Rick Ziebell, vice president of technology and innovation management at R.D. Abbott, presented the paper on Oct. 14. The new software has improved reactive modeling techniques to a high degree of accuracy by using reactive rheology data fitted to multi-point data sets. RDA said the new data provides more accurate results.
“These types of pieces of software have inputs and outputs,” Ziebell said. “What we want are accurate outputs. What we want in the simulations of injection molding to use those simulations for cost estimating and defect analysis, and this allows the design engineer up front to predict whether that design is going to give him the economics he needs for success and ensures against any mistakes that could happen in the manufacturing process.”
Ziebell said the firm has performed these simulations on two of Dow Corning's product lines—RBL 9200 and RBL 2004. Any design engineer can go into the database, pull these materials and have an accurate simulation model for any of the 14 grades in each line.
The firms presented jointly at a booth for the Rubber Expo. There, they demonstrated LSR design flow simulations using their Autodesk Moldflow characterization application technology, which generated 3D computer-aided-design simulations. These included data and graphics on shrink rate, pressure lines, and cure temperatures and times.
“The collaboration is very basic in a sense too,” said Scott Kearns, vice president of sales and commercial development at R.D. Abbott. “Many of our team has come from Dow Corning, so we understand the culture and how the company operates. When we left from Dow Corning into R.D. Abbott, it was a very logical transition. We can take the best of Dow Corning and really be a force multiplier to help with development quickly and help get it in front of the customer quickly.”
The firms have an extensive relationship with one another. Ziebell said that Dow Corning brings expertise in the field spanning more than 70 years, with RDA bringing nearly 70 years of rubber industry know-how. He estimated that the combined experience within both organizations exceeds 1,000 years of working directly with silicones.
Ziebell said RDA is a full-service distributor with a toolset that includes a fully functional laboratory. RDA can provide formulation details to customers free of charge without proprietary constraints, full testing to certifications of interest and data under certified laboratory conditions that prove the materials or formulations actually meet the specifications.
The company said its laboratory features internal mixers and mills—including a 40-inch mill for scale-up work—as well as advanced rheometers, a tensometer, a dispergrader and an integrated lab management system from Alpha Technologies Inc. Its technical team specializes in formulation development and optimization, material testing, process engineering assistance, product characterization and technical innovations.
All of those capabilities are very useful to Dow Corning.
“RDA started working with us at an important time for Dow Corning because we were going through some changes like all corporations were,” said Craig S. Gross, senior AETS specialist for silicone elastomers at Dow Corning. “They filled a need that we had to be able to respond to those customers at every level, whether they were small, medium or large. It was at a critical time when a lot of changes were going on in the industry as a whole. For the customer to know that they could get that level of service was important for us to maintain a strong relationship with them.”

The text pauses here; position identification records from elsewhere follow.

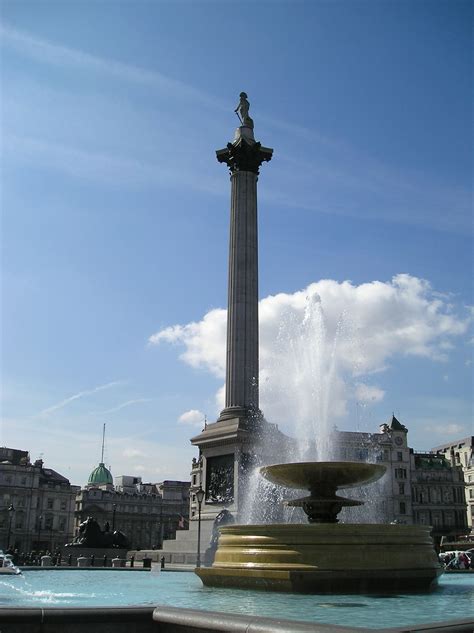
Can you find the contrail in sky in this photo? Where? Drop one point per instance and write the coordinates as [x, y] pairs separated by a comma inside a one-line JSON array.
[[76, 396]]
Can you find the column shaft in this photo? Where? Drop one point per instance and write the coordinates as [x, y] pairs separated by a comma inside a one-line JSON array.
[[242, 316]]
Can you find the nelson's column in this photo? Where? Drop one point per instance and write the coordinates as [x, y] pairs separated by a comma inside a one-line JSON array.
[[228, 447]]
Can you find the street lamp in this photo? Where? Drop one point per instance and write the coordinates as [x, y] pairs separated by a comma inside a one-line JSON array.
[[200, 498], [114, 510], [40, 519], [11, 512]]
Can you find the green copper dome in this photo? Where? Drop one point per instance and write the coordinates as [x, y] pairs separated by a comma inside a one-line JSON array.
[[100, 476]]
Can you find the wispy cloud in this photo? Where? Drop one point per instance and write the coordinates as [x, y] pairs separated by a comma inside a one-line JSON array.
[[103, 167], [129, 403], [77, 396], [337, 178], [48, 52]]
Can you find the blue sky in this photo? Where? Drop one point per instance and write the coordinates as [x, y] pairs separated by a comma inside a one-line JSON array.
[[115, 217]]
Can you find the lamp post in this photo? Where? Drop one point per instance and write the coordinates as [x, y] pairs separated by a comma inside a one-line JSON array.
[[200, 498], [40, 519], [11, 512], [114, 510]]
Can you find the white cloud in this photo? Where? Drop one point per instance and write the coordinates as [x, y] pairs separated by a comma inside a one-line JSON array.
[[317, 342], [133, 452], [368, 393], [203, 341], [192, 417], [446, 430]]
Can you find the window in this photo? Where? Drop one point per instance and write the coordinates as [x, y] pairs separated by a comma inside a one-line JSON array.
[[400, 473]]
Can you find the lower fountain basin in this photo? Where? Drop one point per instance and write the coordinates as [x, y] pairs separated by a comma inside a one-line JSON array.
[[324, 558]]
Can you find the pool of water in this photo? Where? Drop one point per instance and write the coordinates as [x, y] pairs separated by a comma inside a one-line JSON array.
[[453, 599]]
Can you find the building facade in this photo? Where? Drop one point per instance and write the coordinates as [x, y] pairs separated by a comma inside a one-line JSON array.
[[461, 453], [419, 488], [36, 504]]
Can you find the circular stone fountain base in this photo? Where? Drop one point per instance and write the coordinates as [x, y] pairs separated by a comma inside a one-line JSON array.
[[324, 558]]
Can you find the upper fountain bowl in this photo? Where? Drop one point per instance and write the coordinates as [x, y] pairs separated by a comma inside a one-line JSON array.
[[322, 475]]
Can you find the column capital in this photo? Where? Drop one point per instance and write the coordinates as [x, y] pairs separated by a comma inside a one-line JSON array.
[[242, 155]]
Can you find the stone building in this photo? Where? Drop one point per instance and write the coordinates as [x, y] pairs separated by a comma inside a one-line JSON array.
[[461, 453], [147, 513], [36, 503], [419, 488], [438, 494]]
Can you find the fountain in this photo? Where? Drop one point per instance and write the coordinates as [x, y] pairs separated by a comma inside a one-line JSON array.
[[324, 556]]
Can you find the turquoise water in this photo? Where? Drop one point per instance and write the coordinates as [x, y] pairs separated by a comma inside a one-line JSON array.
[[453, 599]]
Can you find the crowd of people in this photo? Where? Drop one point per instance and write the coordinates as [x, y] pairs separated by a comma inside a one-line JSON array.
[[457, 559]]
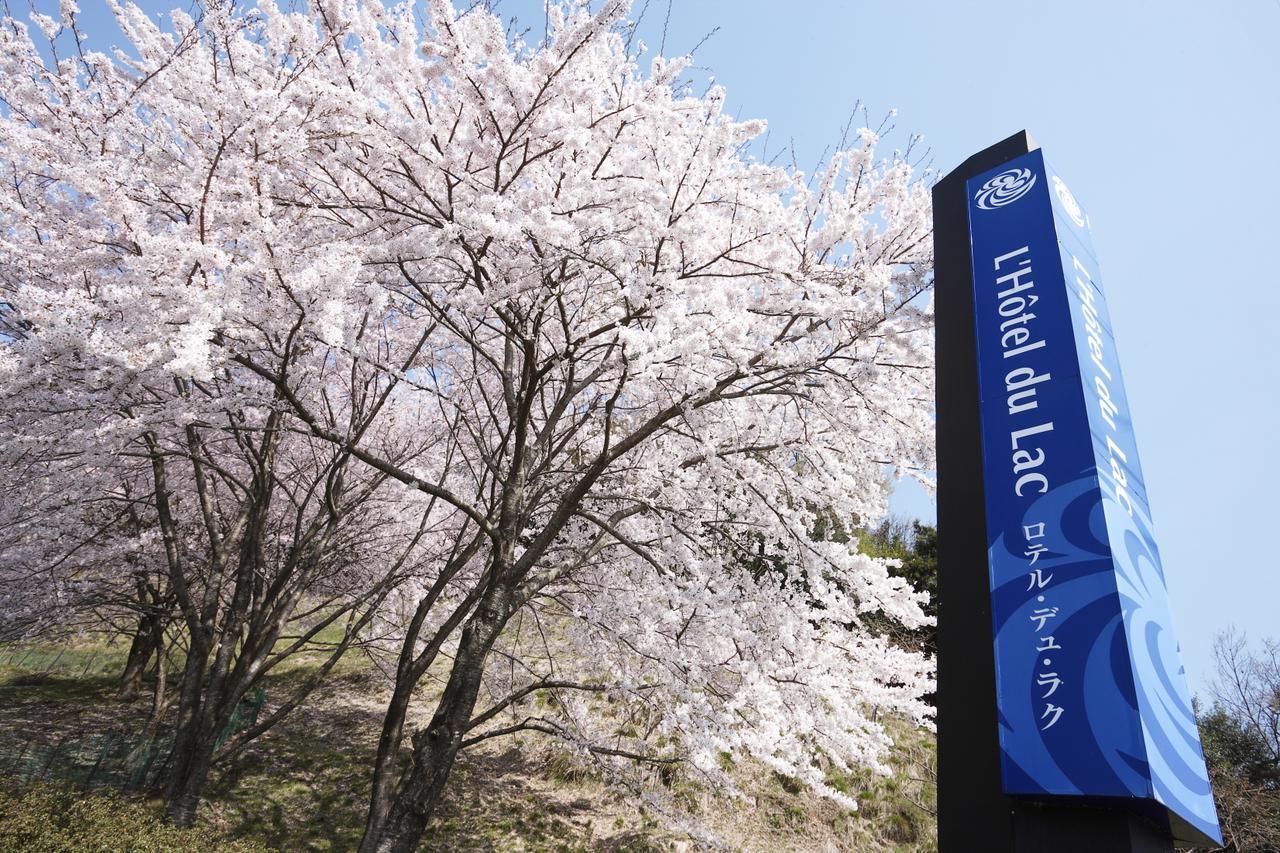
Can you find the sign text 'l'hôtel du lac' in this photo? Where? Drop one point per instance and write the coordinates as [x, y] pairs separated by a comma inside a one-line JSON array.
[[1091, 690]]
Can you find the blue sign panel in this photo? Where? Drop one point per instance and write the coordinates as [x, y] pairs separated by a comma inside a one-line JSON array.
[[1091, 690]]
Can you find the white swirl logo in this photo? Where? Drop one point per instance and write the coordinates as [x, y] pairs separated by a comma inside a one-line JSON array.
[[1005, 188]]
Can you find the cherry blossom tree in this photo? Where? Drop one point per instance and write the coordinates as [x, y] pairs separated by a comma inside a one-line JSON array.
[[617, 366]]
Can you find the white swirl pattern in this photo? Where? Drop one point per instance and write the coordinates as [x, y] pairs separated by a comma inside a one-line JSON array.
[[1005, 188]]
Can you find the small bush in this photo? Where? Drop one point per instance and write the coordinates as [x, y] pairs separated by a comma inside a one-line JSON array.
[[60, 820]]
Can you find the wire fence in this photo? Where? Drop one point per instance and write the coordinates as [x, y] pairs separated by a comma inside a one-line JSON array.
[[63, 660], [113, 760]]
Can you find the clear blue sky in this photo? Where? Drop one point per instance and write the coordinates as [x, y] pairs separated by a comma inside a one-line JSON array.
[[1164, 118]]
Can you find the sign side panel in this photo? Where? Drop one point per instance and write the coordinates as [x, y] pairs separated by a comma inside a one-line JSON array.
[[1069, 719]]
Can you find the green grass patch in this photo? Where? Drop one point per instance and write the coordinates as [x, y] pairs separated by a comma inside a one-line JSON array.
[[60, 820]]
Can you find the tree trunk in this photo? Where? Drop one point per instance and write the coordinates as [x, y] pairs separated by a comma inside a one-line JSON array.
[[146, 641], [437, 747], [187, 731], [186, 790]]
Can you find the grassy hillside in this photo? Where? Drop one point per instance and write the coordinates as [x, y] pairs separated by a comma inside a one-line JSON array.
[[304, 785]]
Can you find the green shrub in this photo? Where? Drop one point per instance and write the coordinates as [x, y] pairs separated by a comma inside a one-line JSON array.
[[60, 820]]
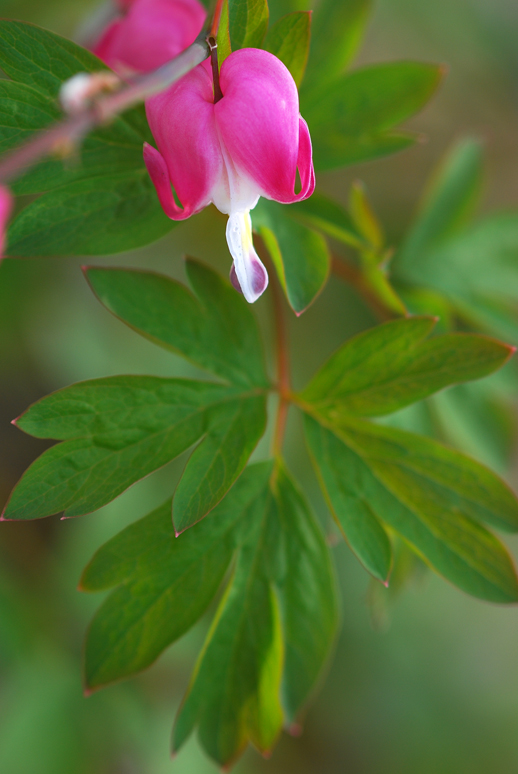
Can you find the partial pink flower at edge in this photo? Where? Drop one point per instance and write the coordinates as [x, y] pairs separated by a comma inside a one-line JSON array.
[[150, 34], [247, 145], [5, 211]]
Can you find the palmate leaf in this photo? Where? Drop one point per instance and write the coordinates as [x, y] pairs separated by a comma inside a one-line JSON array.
[[395, 364], [274, 626], [120, 429], [377, 477], [353, 117], [100, 202]]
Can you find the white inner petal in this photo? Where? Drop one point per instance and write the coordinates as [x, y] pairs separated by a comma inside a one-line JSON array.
[[252, 276]]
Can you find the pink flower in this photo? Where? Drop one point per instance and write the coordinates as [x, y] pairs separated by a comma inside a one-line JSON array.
[[246, 145], [150, 34], [5, 211]]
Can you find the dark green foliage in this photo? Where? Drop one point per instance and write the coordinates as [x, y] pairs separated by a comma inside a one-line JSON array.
[[118, 430], [100, 202], [300, 254], [288, 39], [353, 117], [274, 626]]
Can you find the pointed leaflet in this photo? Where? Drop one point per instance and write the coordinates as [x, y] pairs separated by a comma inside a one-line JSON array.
[[300, 254], [338, 31], [449, 199], [394, 365], [275, 623], [215, 328], [163, 583], [433, 497], [352, 118], [120, 429], [476, 270], [104, 202], [288, 40]]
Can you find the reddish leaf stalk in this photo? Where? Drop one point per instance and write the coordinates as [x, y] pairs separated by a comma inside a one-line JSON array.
[[64, 136]]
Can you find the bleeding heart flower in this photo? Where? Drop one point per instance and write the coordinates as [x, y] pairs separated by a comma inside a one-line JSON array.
[[150, 34], [246, 145], [5, 211]]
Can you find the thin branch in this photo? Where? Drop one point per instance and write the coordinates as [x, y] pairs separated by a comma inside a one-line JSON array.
[[352, 276], [66, 134]]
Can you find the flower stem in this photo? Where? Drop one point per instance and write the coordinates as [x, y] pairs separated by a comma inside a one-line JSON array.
[[353, 276], [67, 133]]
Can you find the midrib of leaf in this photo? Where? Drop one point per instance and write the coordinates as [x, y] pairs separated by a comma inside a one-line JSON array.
[[419, 515]]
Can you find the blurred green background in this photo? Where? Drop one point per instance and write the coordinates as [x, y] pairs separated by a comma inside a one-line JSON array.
[[437, 689]]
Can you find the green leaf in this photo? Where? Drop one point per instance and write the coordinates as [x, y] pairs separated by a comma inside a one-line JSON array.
[[279, 612], [307, 591], [393, 365], [247, 22], [352, 118], [164, 584], [288, 39], [358, 522], [100, 215], [300, 255], [273, 629], [39, 61], [433, 497], [120, 429], [327, 216], [450, 198], [101, 201], [476, 270], [338, 31], [215, 329], [364, 217]]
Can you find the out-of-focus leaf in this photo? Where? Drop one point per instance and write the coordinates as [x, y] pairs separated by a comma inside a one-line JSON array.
[[338, 31], [39, 61], [328, 216], [451, 194], [247, 22], [474, 420], [394, 365], [120, 429], [215, 328], [433, 497], [164, 583], [352, 118], [299, 253], [288, 39], [477, 270], [272, 631], [99, 215]]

Dow Corning serves about 25,000 customers worldwide and is a global manufacturer in silicones and silicon-based technology. The firm offers more than 7,000 products. The Midland, Mich.-based company is a joint venture between Dow Chemical Co. and Corning Inc.
RDA—headquartered in Cerritos, Calif.—is a distributor of rubber products to customers in the North American market. Its products include elastomeric polymers, rubber chemicals, fillers, bonding agents and testing equipment.